Increase the P.R.I.C.E.
Eat to Heal When Injury Strikes
When injuries occur, the acronym for the treatment strategy that is most commonly prescribed is R.I.C.E. (Rest, Ice, Compression, Elevation). Adding the letter “P” to the acronym for “Proper Nutrition” takes the treatment to the next level. Although athletes are now aware of the importance of eating healthfully to improve athletic performance, most athletes don’t have a strategy for how to eat when injury occurs. By adding “P,” athletes are reminded that they must pay the P.R.I.C.E. immediately and consistently when injury occurs in order to recover.
STRATEGY FOR RECOVERY
Food is strong medicine. When injuries occur, there are certain foods that can help fight inflammation, enhance immune system function, improve connective tissue repair, and increase protein synthesis.
Eat Multiple Meals
Since you need eights hours of sleep to make sure your body is recovering, you will have 16 other hours during the day to make sure you are getting the proper amount of food in your body for rehabilitation. If you are not eating often enough, healing can be inhibited. To eat for recovery, make sure to consume six meals per day, every two to three hours.

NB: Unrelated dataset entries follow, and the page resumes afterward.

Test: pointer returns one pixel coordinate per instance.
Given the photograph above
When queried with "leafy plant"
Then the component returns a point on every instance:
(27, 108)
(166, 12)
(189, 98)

Increase Your Caloric Intake
When you’re injured, your body is going to need more energy for healing. Too often, when people stop training due to injury, they actually under-eat since they believe their caloric requirements have gone down. Focus on getting an extra 300 to 500 calories a day for the healing process.
Increase Your Protein
Protein is a critical nutrient for recovery and repair of the tissues of the body. Many athletes take in too many carbohydrates and not enough protein—even when not injured. A good rule of thumb when injured is to eat one gram of protein for every pound of body weight.
Watch Your Fats
Although many of us have been taught to avoid fats, this nutrient is for recovery. In particular, healthy fats such as olive oil, fish oil, flax seed oil, and the oils in nuts and seeds have been found to have positive anti-inflammatory effects and promote healing. When injured, intake of these fats should increase.
Take Your Vitamins
Vitamins A, D, and C are very important for healing but also commonly deficient in many people’s diets. If you don’t spend much time in the sun (to synthesize Vitamin D) or get enough A and C in your diet, make sure to supplement these important vitamins. Two grams of Vitamin C, 2,000 IU of Vitamin D, and 5,000 IU of Vitamin A per day can help promote healing and your immune system.
Take Your Minerals
Two minerals that help the healing process are zinc and magnesium. Zinc plays a strong role in healing and there are a number of ZMA (zinc and magnesium) products out there that offer the recommended 15 to 30mg of zinc per day. In addition, calcium and iron are also critical for bone health and development, so make sure to meet recommended daily allowances.
Eat Your Superfoods
There are a number of foods that are now being praised for their positive effects on the body. Some benefits include the ability to reduce inflammation and pain. Superfoods such as blueberries, green tea, and garlic all demonstrate properties to assist healing. Add these foods or their extracts to your diet.
Know Your Amino Acids
Amino acids are known as the building blocks of protein. Of the 23 known amino acids, there are two in particular that have been found essential for tissue repair and metabolism— glutamine and arginine. A daily intake of 10 grams of both amino acids during periods of injury have been found to help tissue regeneration.